17 mayo 2016

Un lejano punto de inflexión

A veces medito en cuál pudo haber sido ese "punto pivotal" de mis años de primaria; en cuál pudo haber sido ese momento crucial, el "turning point" o punto de inflexión. Ago similar a lo que los pilotos llamaban, en mis primeros cruces al Atlántico, como el "punto de no retorno". Cuando lo relaciono con el tiempo, reconozco que sucedió en forma más bien casual, pero sobre todo que me sucedió bastante temprano, mientras apenas cursaba cuarto grado de escuela. A la sazón, todavía no había cumplido mis primeros diez años de edad.

Eran tiempos en que me había dejado influenciar por una extraña fascinación: soñaba en esas horas de clase, que pronto se produjese el intervalo de recreo para salir a jugar al basquetbol con mis compañeros. Súbitamente me había percatado que, aunque no era muy hábil para amagar con la pelota ("driblar" era como lo llamábamos), había desarrollado una cierta habilidad para acertar con los tiros a la canasta. Había descubierto que tenía "buena mano", que la fortuna me había favorecido con aquello de la buena puntería. Esa práctica se me había convertido en mi entretenimiento favorito. En clase solo esperaba a que sonara la campana y que pronto se iniciase el tan anhelado recreo.

Pero no fue "en" la hora del recreo, sino algo más tarde, cuando ocurrió lo que me habría de marcar en aquellos años escolares, y todo por culpa de esa intempestiva afición mía a los goces que me producía el deporte más popular que había en el colegio.
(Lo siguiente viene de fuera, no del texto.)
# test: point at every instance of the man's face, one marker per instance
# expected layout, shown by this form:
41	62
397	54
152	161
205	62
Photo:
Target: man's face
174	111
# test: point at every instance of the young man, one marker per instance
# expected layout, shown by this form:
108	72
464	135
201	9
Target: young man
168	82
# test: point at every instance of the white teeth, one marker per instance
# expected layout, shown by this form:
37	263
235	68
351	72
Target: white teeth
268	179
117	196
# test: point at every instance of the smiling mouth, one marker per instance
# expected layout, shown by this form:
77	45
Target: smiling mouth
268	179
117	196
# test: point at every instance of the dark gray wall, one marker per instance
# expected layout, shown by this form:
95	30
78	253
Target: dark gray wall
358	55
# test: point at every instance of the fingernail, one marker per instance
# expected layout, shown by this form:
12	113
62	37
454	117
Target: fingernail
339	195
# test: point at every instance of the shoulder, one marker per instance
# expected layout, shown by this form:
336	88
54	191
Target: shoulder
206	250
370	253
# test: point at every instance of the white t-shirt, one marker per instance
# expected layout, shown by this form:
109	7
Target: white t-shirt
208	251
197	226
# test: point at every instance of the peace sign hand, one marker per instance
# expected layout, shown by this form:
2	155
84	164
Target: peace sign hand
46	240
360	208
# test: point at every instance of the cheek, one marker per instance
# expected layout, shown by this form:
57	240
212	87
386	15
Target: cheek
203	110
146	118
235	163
El básquetbol era un juego que se practicaba en todas las canchas, incluso lo practicaban los maestros y hasta los porteros. Lo malo fue que esos breves intermedios tuvieron una duración muy reducida y, pasados pocos minutos, volvía a sonar la ineluctable campanada, y raudos debíamos dejar esos placeres para cumplir con el obligatorio ritual de "hacer la fila" junto al aula, para cumplir con la recurrente ceremonia de volver a clases.

Sucede que, acicateado por mis fugaces como transitorios éxitos con ese juego, que entonces más nos entretenía y disipaba, no supe dar paso -una inolvidable mañana- a que amainasen mis entusiastas impulsos. Entré dando brincos a clase y mientras iba recorriendo el pasillo lateral del aula, fui saltando y dando pequeños golpecitos a los cuadros didácticos que habían colgado en la pared del costado izquierdo. Mas, hubo un largo cartelón, uno en el que alguien se había dado el trabajo de hacer más entendible el método de conjugación de los verbos, que no resistió al impulso de la presión de mis manos, pues -necio yo- había querido convertirlo en el momentáneo tablero de mis deportivos arrestos.

La cartulina se vino abajo, desprendiéndose de un frágil soporte de madera que le permitía suspenderse del gancho de su sustento. Como era de esperarse, vino enseguida la indagación de quién había sido el culpable; fui sometido al correspondiente juicio sumario y condenado sin apelación a reparar el daño y a restituir el cartelón al lugar donde había estado expuesto. No era, por lástima, una reparación menor; haría falta la ayuda de un profesional de la carpintería para devolver al cartelón a la lustrosa pared donde lo habían puesto.

Había, por lo mismo, un costo de arreglo que estaba incluido en mi involuntaria travesura. No debo haber estado dispuesto a aceptar el potencial castigo que, ya de regreso a casa, mi severa y poco indulgente abuela me hubiera impuesto. Decidí, por tanto, esperar en el oscuro corredor de salida del "refectorio" (así llamaban a su comedor los hermanos legos), para pedir las correspondientes disculpas y explicar a mi enojado juez, el religioso que fungía como mi ocasional docente, la razón para mi penoso predicamento. Pero, para colmo, y en forma lamentable, ahora aquel bendito cartel asomaba manchado por unos acuosos efluvios con los que mi propia naturaleza se había solazado en descomponerlo!

Pero un raro e inesperado milagro ocurrió de pronto... Contrario al reproche que pude haber esperado, sólo encontré un comprensivo gesto de compasión en el otrora hosco y poco amigable maestro...

Fue el día que comprendí en qué consistía la verdadera magnanimidad, y sobre todo que la autoridad no era una condición para mandar, imponer una orden o la capacidad para prescribir; sino la especial oportunidad que tenemos para ayudar a crecer a los demás, para potenciar su desarrollo y favorecer su desempeño. Este filosófico concepto está inscrito en la etimología misma de la palabra en mención; pues autoridad viene del latín "augere" que quiere decir aumentar, promover, hacer progresar. Es curioso que su raíz indoeuropea sea "aug", de la que devienen voces como auge, augusto, augurio. Autoridad significa "ayudar a hacer crecer". Eso y no otra cosa debería entenderse por ese concepto.